Experts suggest that the unmanned aerial vehicles (UAVs) pose a nuisance threat, too. Rogue drones have been detected around stadiums, nuclear plants, prisons and even interfered with fire emergencies. There also have been drone intrusions in sensitive government locations in the nation's capital, including on the White House lawn.

We have ways to deal with the UAV threat, and major U.S. defense companies already known for big-ticket defense systems are active participants in selling the newest anti-drone technology.

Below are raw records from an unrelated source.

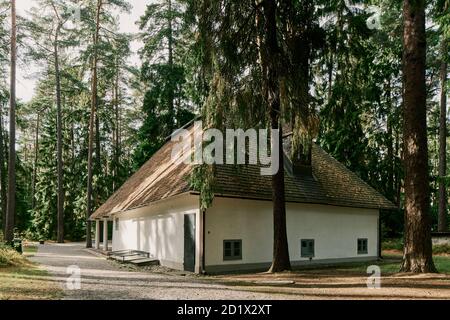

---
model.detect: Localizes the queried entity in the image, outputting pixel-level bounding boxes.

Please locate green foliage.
[0,245,28,268]
[134,0,195,169]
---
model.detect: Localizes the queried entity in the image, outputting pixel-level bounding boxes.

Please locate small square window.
[301,239,315,258]
[223,240,242,261]
[358,239,369,254]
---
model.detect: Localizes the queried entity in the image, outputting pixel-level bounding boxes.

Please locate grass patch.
[310,253,450,275]
[23,246,38,257]
[0,247,63,300]
[433,244,450,254]
[381,239,403,251]
[0,246,29,268]
[0,266,63,300]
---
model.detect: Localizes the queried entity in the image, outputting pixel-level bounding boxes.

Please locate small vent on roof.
[292,145,312,175]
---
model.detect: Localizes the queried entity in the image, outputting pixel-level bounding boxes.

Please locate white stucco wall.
[205,198,379,269]
[112,195,200,270]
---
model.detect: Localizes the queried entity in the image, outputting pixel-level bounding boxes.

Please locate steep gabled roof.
[91,126,395,220]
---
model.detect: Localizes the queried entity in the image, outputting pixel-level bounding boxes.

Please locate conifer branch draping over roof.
[91,125,396,220]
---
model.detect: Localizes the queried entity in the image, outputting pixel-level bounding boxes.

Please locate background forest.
[0,0,450,252]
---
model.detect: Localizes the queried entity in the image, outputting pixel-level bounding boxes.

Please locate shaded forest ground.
[212,250,450,300]
[0,247,450,300]
[0,247,63,300]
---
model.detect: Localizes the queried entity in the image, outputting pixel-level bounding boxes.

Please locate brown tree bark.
[31,111,41,209]
[261,0,291,272]
[52,3,64,243]
[86,0,103,248]
[401,0,436,273]
[167,0,175,135]
[0,102,8,234]
[438,39,448,232]
[5,0,17,243]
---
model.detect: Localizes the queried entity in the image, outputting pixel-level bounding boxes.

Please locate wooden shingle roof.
[91,127,395,220]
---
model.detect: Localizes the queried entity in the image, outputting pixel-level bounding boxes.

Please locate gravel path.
[32,244,300,300]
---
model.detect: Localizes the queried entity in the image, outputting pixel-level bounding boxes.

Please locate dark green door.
[184,214,195,272]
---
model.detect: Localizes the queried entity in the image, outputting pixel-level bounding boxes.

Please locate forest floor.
[22,244,450,300]
[0,247,63,300]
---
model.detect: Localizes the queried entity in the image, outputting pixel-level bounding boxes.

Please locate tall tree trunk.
[5,0,17,243]
[93,112,102,208]
[113,62,120,192]
[31,112,41,209]
[402,0,436,273]
[0,106,8,234]
[262,0,291,272]
[167,0,175,135]
[386,79,396,201]
[438,39,448,232]
[86,0,103,248]
[54,20,64,243]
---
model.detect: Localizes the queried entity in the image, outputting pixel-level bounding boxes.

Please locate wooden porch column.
[95,220,100,250]
[103,219,108,251]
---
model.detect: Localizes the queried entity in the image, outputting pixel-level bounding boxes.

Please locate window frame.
[300,239,316,259]
[223,239,242,261]
[357,238,369,255]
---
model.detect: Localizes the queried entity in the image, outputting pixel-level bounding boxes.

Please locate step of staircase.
[127,258,159,266]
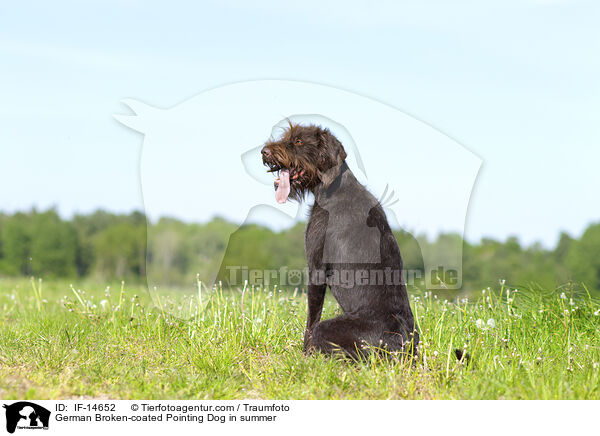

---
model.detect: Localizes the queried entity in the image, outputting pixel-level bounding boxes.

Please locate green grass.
[0,280,600,399]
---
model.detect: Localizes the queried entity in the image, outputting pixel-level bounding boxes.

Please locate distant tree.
[566,223,600,290]
[30,210,77,277]
[0,213,31,275]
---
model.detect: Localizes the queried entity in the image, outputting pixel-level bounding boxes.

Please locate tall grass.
[0,280,600,399]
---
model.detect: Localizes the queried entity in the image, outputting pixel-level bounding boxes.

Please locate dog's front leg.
[303,284,327,353]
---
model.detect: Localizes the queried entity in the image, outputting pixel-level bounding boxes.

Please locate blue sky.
[0,0,600,245]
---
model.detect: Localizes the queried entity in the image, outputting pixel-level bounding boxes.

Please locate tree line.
[0,209,600,290]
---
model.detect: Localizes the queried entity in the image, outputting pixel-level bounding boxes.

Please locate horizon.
[0,206,600,251]
[0,0,600,247]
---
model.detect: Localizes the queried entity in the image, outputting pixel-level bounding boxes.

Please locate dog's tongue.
[275,170,290,203]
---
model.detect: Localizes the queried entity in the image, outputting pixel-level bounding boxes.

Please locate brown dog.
[262,123,419,358]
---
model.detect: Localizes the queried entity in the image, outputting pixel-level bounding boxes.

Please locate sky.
[0,0,600,246]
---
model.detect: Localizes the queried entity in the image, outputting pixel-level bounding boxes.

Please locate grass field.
[0,279,600,399]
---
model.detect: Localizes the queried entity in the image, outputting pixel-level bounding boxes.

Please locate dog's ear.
[319,129,346,188]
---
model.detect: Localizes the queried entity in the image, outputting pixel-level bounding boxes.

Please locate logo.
[2,401,50,433]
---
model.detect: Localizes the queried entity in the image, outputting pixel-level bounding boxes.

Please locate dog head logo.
[115,80,481,289]
[3,401,50,433]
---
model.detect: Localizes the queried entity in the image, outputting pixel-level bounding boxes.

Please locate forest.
[0,209,600,292]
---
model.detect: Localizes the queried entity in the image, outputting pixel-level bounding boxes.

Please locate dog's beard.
[275,170,290,204]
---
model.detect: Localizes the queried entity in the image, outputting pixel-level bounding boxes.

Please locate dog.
[261,122,419,359]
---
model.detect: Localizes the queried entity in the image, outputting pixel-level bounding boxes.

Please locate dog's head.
[261,122,346,203]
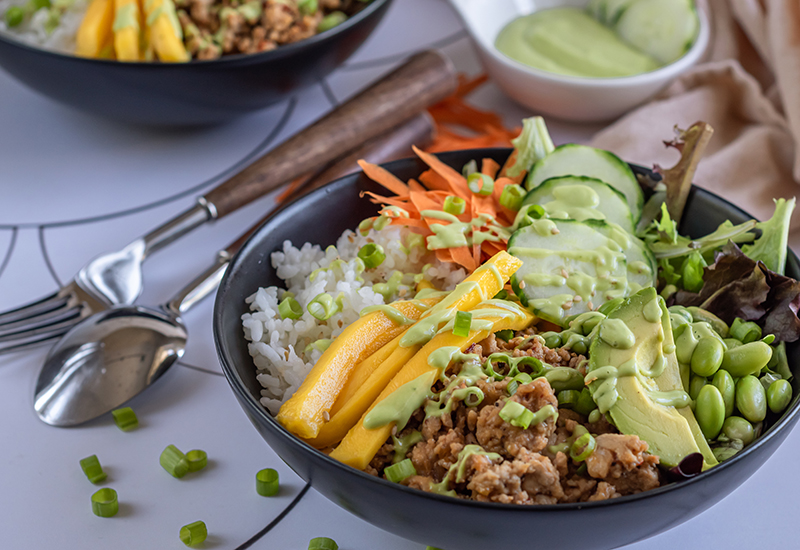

"There is a need to roll things out here in the U.S. while we're also protecting our soldiers internationally," said Doug Booth, Lockheed Martin's director of business development for cyber and electronic warfare.

Lockheed Martin (LMT) has two anti-drone systems. One, a Star Wars-like laser weapon technology has not been field tested yet. Another is what's known as Icarus, a non-kinetic system that has been fielded and designed to detect, recognize and intercept drones.

According to Booth, Lockheed has "a classified customer" for the Icarus system and has conducted several other field exercises for additional customers who are "getting ready to obtain the system."

Meanwhile, Boeing (BA) shot down its first UAV during a 2007 test aboard a combat vehicle. The company has since made its new drone-killing technology — known as Compact Laser Weapons System — more portable and has demonstrated how it can track and disable UAVs.

"We've tried to reduce the size, weight and the footprint of these laser weapons to try to get them down into a size that is more applicable to a modern battlefield," said Rich Choppa, Boeing's director of global sales and marketing for strategic missiles and defense systems.

In April, Boeing mounted the anti-drone device on a Stryker armored vehicle made by General Dynamics (GD) and shot down over 20 UAVs. Choppa said the test included other targets, and pointed out that it was done at the request of the U.S. Army.

"We're on the cusp of the first purchase by the military of these types of systems," said Choppa. "I believe we'll see them on the battlefield."

Elsewhere, Raytheon (RTN) demonstrated a laser weapon system in 2010 that destroyed four drones; it has shown missiles can do the job, too. In addition, there's a Phalanx rapid-fire weapon system capable of countering UAVs. The defense contractor declined comment for this story.

There also are several international companies at the forefront of new anti-drone tech. SkyWall, from U.K.-based OpenWorks Engineering, uses a shoulder-mounted weapon that fires a projectile with a net to capture drones. Then there's a "kamikaze" solution known as the Hero-30 from UVision, an Israeli company that uses a suicide drone to find UAV targets and rams into them.

Yet another anti-drone system is the Battelle DroneDefender, which uses a radio-jamming "rifle" that severs the link between the drone and controller.

DroneDefender could be useful to local and state public safety agencies but the defense contractor said current U.S. law makes electronic jamming illegal to those groups, and only certain federal departments can purchase or use the system.

"We have a lot of interest from others, but currently we're not allowed to sell to those folks," said Dan Stamm, one of the inventors of the DroneDefender and manager of counter UAS programs for Battelle. About 100 of the jammer units have been sold to the Pentagon and Department of Homeland Security, according to the Ohio-based contractor.

A newcomer in the anti-drone market is SkySafe, which is developing its own disruptive technology for taking down drones. In April, the startup raised $3 million in funding from an investor group led by venture capital firm Andreessen Horowitz. SkySafe's website says the California-based company is currently seeking testing partners.